Emily se quedó sorprendida. No se había esperado una pregunta como aquella.

―Sí ―dijo, pensando en la habitación ahora vacía del señor Kapowski―. ¿Por qué?

―¡Porque quiero ir! ―exclamó su amiga―. Después de todo, es el fin de semana del Día de los Caídos, y necesito desesperadamente salir de la ciudad. ¿Puedo reservarla?

Emily dudó.

―Sabes, eso no es necesario. Puedes venir y visitarnos.

―Ni hablar ―fue la respuesta de Jayne―. Quiero experimentarlo todo: las toallas limpias cada mañana, el desayuno con huevos y beicon. Quiero verte en acción.

Emily se rió. De entre toda la gente con la que había hablado sobre su nueva aventura, Jayne estaba siendo la que más le estaba apoyando.

―Bueno, entonces deja que haga la reserva de manera oficial ―pidió―. ¿Cuánto tiempo vas a quedarte?

―No sé, ¿una semana?

―Perfecto ―repuso, sintiendo cómo algo se agitaba en su estómago―. ¿Y cuándo llegarás?

―Mañana por la mañana ―dijo Jayne―. Alrededor de las diez.

La felicidad de su estómago creció.

―De acuerdo, dame un momento mientras te introduzco en el sistema.

Algo mareada por el entusiasmo, Emily puso el teléfono en espera y fue corriendo hacia el ordenador que había en la mesa de la recepción, donde abrió el programa de reservas e introdujo la información de Jayne. Se sintió orgullosa por haber llenado técnicamente el hostal todos los días desde su inauguración, incluso si no tenía más que una habitación y había abierto el negocio hacía dos días…

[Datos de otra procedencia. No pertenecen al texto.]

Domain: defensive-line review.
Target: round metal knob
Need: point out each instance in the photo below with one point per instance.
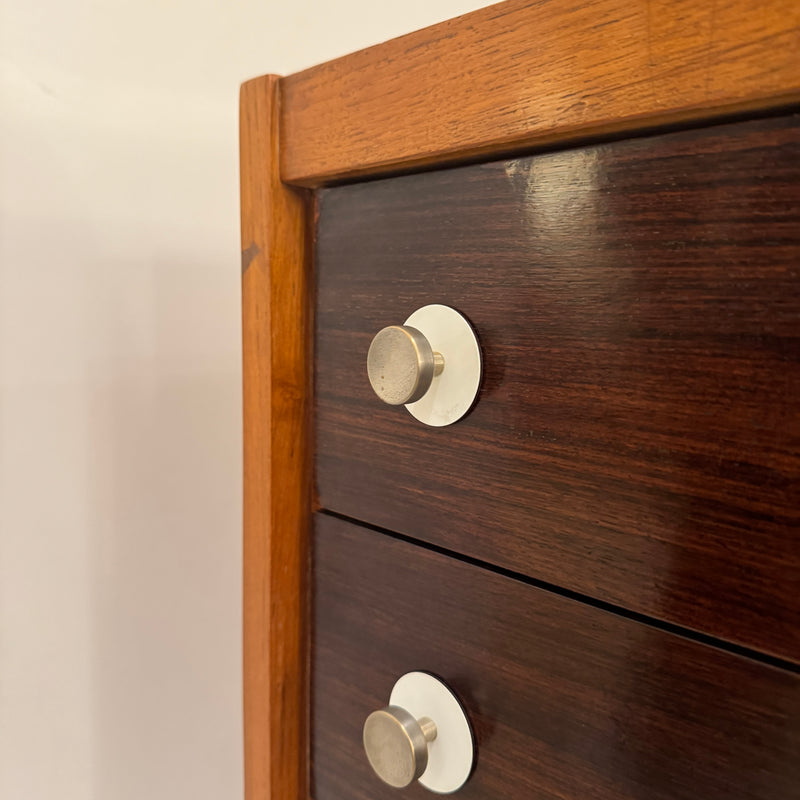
(397, 745)
(401, 365)
(422, 735)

Se apresuró de vuelta al teléfono y recuperó la llamada.

―De acuerdo, tienes una reserva durante una semana.

―Muy bien ―dijo Jayne―. Has sonado muy profesional.

―Gracias ―contestó Emily con timidez―. Todavía me estoy acostumbrando a todo. Mi último huésped ha sido un desastre.

―Me lo puedes contar todo mañana ―dijo Jayne―. Será mejor que cuelgue; voy a llegar a mi décima milla y será mejor que ahorre el aliento. ¿Te veo mañana?

―Me muero de ganas ―repuso Emily.

La llamada se cortó y Emily sonrió para sí. No se había dado cuenta de lo mucho que echaba de menos a su vieja amiga hasta que había hablado con ella. Ver a Jayne sería un antídoto magnífico para el desastre que había resultado ser el señor Kapowski.